GlobalArrays / ga

Partitioned Global Address Space (PGAS) library for distributed arrays
http://hpc.pnl.gov/globalarrays/
Other
96 stars 38 forks source link

GA_Sync should call ARMCI_Barrier when possible #325

Open jeffhammond opened 1 month ago

jeffhammond commented 1 month ago

GA_Sync is equivalent to ARMCI_Barrier on the world group. One can optimize ARMCI_Barrier better than ARMCI_AllFence + pnga_msg_sync.

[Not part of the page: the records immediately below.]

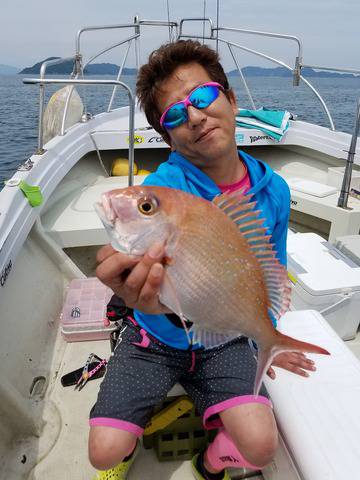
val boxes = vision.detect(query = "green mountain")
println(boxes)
[19,57,137,75]
[19,57,359,78]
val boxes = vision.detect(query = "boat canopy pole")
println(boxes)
[338,98,360,209]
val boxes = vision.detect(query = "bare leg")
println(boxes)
[204,403,278,473]
[89,426,137,470]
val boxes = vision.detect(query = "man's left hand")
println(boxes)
[267,352,316,379]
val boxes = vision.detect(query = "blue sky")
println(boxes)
[0,0,360,69]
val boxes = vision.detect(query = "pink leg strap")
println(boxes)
[206,429,261,470]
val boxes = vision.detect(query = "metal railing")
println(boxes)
[23,16,360,158]
[338,98,360,209]
[23,78,135,185]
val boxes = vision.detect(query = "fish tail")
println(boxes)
[254,332,330,396]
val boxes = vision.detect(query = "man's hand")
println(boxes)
[267,352,316,379]
[96,244,169,314]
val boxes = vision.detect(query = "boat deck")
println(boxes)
[27,338,263,480]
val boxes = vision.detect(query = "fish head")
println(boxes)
[95,186,174,256]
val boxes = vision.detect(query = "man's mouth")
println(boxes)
[195,127,216,143]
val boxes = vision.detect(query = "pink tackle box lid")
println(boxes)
[60,277,116,342]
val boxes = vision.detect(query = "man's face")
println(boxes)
[158,63,237,168]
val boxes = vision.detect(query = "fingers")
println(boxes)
[123,244,164,310]
[96,245,139,288]
[273,352,316,377]
[96,243,116,263]
[96,243,168,313]
[266,367,276,380]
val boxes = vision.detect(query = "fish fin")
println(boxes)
[254,331,330,396]
[160,270,193,345]
[190,325,241,348]
[213,191,291,320]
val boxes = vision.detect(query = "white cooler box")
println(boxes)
[287,233,360,340]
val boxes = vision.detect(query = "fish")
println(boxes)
[95,186,329,395]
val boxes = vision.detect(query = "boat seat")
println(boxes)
[162,310,360,480]
[263,310,360,480]
[41,175,146,248]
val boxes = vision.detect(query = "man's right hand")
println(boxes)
[96,244,170,314]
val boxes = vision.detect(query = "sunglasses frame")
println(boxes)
[160,82,225,130]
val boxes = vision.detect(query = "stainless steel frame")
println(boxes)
[23,16,360,161]
[23,78,135,185]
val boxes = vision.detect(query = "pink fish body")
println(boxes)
[96,186,328,395]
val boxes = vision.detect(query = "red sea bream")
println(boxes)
[96,186,328,395]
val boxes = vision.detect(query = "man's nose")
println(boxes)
[188,105,206,128]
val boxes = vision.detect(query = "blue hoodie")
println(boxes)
[134,151,290,350]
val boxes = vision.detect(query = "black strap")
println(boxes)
[166,313,193,328]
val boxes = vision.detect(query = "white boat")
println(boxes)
[0,17,360,480]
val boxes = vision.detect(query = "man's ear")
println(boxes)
[162,134,173,151]
[227,88,238,115]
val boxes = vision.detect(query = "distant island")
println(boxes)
[14,57,360,78]
[0,63,20,75]
[19,57,137,75]
[227,67,360,78]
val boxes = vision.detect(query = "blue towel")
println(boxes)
[235,108,292,142]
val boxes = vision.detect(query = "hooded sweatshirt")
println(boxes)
[134,151,290,350]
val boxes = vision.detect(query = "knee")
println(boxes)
[89,427,137,470]
[236,430,278,467]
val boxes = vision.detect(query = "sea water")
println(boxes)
[0,75,360,189]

We should also add ARMCI_GroupBarrier that is equivalent to ARMCI_GroupFence + pnga_msg_pgroup_sync.

void pnga_sync()
{
  GA_Internal_Threadsafe_Lock();
#ifdef CHECK_MA
  Integer status;
#endif

#ifdef USE_ARMCI_GROUP_FENCE
  if (GA_Default_Proc_Group == -1) {
    int grp_id = (int)GA_Default_Proc_Group;
    ARMCI_GroupFence(&grp_id);
    pnga_msg_sync();
  } else {
    int grp_id = (Integer)GA_Default_Proc_Group;
    pnga_pgroup_sync(grp_id);
  }
#else
  if (GA_Default_Proc_Group == -1) {
    ARMCI_AllFence(); // HERE
    pnga_msg_sync();
    if(GA_fence_set)bzero(fence_array,(int)GAnproc);
    GA_fence_set=0;
  } else {
    Integer grp_id = (Integer)GA_Default_Proc_Group;
    pnga_pgroup_sync(grp_id);
  }
#endif
#ifdef CHECK_MA
  status = MA_verify_allocator_stuff();
#endif
  GA_Internal_Threadsafe_Unlock();
}